Every CORTEX engagement starts with the same question: 'What do you measure?' If the answer is 'we look at the outputs and judge', we know exactly how the engagement will go. The most expensive lesson in production AI is not building the eval set early.
Why the eval set compounds
Models change every quarter. The major providers ship a meaningfully different frontier model roughly twice a year; mid-tier models update faster. Open-weight models drop monthly. Without an eval set, every model decision is a religious argument: someone trusts Claude, someone trusts GPT, someone read a benchmark. With an eval set tied to your real workload, model decisions become engineering decisions — you run the candidate, you compare scores, you decide.
What a real eval set looks like
- 100–500 prompts representative of real workload distribution (not the happy path)
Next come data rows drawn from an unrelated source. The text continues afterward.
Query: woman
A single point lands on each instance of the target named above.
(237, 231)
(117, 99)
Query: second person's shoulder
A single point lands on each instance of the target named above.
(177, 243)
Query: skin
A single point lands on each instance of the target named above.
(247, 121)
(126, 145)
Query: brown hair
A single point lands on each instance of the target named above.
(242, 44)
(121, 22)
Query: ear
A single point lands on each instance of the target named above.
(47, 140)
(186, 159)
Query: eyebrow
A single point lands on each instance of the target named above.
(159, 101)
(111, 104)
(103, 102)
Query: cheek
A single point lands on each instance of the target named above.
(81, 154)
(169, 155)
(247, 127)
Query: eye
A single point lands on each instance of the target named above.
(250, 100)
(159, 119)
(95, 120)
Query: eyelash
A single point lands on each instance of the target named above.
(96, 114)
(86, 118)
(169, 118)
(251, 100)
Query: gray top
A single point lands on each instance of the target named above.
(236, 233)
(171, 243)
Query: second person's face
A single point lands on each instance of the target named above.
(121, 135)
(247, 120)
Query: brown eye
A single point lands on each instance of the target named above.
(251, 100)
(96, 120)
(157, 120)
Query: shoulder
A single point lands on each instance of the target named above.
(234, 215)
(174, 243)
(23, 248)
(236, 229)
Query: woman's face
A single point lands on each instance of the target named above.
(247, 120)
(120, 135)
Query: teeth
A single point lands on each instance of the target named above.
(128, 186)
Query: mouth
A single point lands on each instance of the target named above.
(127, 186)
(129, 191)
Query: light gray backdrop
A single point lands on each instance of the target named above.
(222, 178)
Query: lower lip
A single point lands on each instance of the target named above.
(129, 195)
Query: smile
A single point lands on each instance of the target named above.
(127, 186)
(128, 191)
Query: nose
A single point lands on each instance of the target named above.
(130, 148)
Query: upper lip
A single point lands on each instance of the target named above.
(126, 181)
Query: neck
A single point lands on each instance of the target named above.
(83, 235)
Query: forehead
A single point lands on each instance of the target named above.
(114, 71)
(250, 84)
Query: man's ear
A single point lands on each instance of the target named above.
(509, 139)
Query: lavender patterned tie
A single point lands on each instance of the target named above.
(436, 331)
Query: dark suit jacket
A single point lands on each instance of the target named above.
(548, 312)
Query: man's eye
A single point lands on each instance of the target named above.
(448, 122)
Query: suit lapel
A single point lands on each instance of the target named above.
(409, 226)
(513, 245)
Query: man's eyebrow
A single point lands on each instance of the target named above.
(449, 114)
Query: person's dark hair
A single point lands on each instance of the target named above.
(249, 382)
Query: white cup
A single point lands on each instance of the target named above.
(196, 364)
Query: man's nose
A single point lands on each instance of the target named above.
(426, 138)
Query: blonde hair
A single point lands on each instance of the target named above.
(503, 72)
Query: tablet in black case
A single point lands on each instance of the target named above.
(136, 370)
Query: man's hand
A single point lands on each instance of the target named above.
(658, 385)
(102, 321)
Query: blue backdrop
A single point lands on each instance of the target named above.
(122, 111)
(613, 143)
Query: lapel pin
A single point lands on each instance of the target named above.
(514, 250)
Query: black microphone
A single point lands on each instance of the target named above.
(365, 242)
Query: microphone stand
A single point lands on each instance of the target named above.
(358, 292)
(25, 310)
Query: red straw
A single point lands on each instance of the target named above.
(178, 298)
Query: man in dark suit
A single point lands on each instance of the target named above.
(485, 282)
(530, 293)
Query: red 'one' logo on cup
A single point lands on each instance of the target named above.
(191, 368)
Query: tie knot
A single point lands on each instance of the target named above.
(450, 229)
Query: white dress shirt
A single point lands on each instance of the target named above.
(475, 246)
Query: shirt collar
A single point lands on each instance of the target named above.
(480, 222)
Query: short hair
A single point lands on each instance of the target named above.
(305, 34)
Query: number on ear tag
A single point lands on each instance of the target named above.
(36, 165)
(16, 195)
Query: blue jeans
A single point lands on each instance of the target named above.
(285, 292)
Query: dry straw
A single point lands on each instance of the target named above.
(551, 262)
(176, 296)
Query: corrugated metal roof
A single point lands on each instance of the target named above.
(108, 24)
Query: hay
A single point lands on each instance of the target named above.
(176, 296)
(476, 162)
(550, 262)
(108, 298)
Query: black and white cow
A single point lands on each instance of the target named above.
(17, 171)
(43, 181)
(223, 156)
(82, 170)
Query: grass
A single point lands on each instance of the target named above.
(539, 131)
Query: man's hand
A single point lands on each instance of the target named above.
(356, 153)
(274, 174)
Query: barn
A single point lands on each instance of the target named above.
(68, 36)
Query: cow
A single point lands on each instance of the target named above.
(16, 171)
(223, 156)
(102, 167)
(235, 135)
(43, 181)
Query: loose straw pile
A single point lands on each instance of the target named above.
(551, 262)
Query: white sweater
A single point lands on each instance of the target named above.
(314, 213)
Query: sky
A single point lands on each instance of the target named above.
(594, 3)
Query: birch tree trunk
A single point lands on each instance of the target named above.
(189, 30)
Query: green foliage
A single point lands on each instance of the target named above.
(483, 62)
- Ground-truth answers curated by your domain experts, not by the engineering team
- Refusal cases — questions the system should decline rather than answer
- Edge cases the system has historically gotten wrong (these become regression tests)
- Subgroup distribution if equity matters (demographic stratification)
- Versioning — the eval set itself is a product that improves over time
Why most teams skip it
Building the eval set isn't fun. The fun work is the model architecture, the prompt engineering, the tool integration. The eval set is annotation work — domain experts spending half a day per week with the engineering team for two months. Most teams skip it because it feels like a tax on the interesting work, then re-discover its absence three weeks before launch when the question 'is this good enough to ship' has no defensible answer.